Not to mention Susan for his column Yeastspotting
- 500g flour T55 or T65
- 230g of potatoes boiled (about 2 medium)
- 12g fresh yeast bakery or 1.5 cc of dry yeast
- 50g sugar
- 2 eggs (100g)
- 50g very soft butter
- 1 large pinch of salt
- zest of orange, lemon or vanilla to taste (optional)
- 200g milk or warm temperate
- neutral oil for frying (Sunflower)
- qs crystal sugar for sprinkling
In a large bowl, the bowl of a robot or tank MAP paid flour (mixed with the dry yeast is that if you are using) mashed potatoes, fresh crumbled yeast, sugar , eggs, soft butter into small chunks and perfume. Add salt and mix the ingredients by adding the milk gradually to form a fairly soft dough.
Knead the dough for a good twenty minutes, adding the flour in small quantities if the dough is really soft and continues to stick to the walls: at the end of kneading the dough should be smooth, silky, soft but elastic enough . Cover with film food and let rise 30 to 45 min.
Transfer the dough gently on a work flour and fold 2 or 3 times on itself to deflate a little. Divide into pieces of about 65g and ring shape in flour with hands.
Note: the shaping ring is done in 2 ways, the pulp flange connected to the ends or ball breakthrough in the center. Personally, I am a follower of the second method detailed here.
Place the rings on a work plan on a meal or squares of parchment paper size slightly greater than the donuts prepared in advance.
Note: The dough is very soft, the squares of paper used to transfer the cakes one by one in the bath of frying - the donut once deposited on the surface of the oil, parchment paper is off by itself. If hot oil scares you, place the fritters on a work very flour and use the pastry cutter or a large spatula (spatula type hamburger) for transfer to the oil without deforming or deflate
Cover with a clean cloth and let stand 1 hour or as long as the graff double in volume.

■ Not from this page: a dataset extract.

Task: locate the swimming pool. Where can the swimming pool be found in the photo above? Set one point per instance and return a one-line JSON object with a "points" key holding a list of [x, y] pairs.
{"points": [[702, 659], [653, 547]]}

Approximately 5 to 10 min (depending on the type of fire) before the time of rest fritters, heat the oil in a large deep fryer or other large container and senior sides.
Fry the fritters when the oil is sufficiently hot (175 ° C if you have a thermometer) or when a small piece of dough or bread dipped in oil immediately back surface surrounded by small bubbles without browning too quickly.
Let brown on one side before returning to complete the donut cooking then drain on absorbent paper.
Sprinkle with sugar meal or filling fritters warm with the cream cake or otherwise.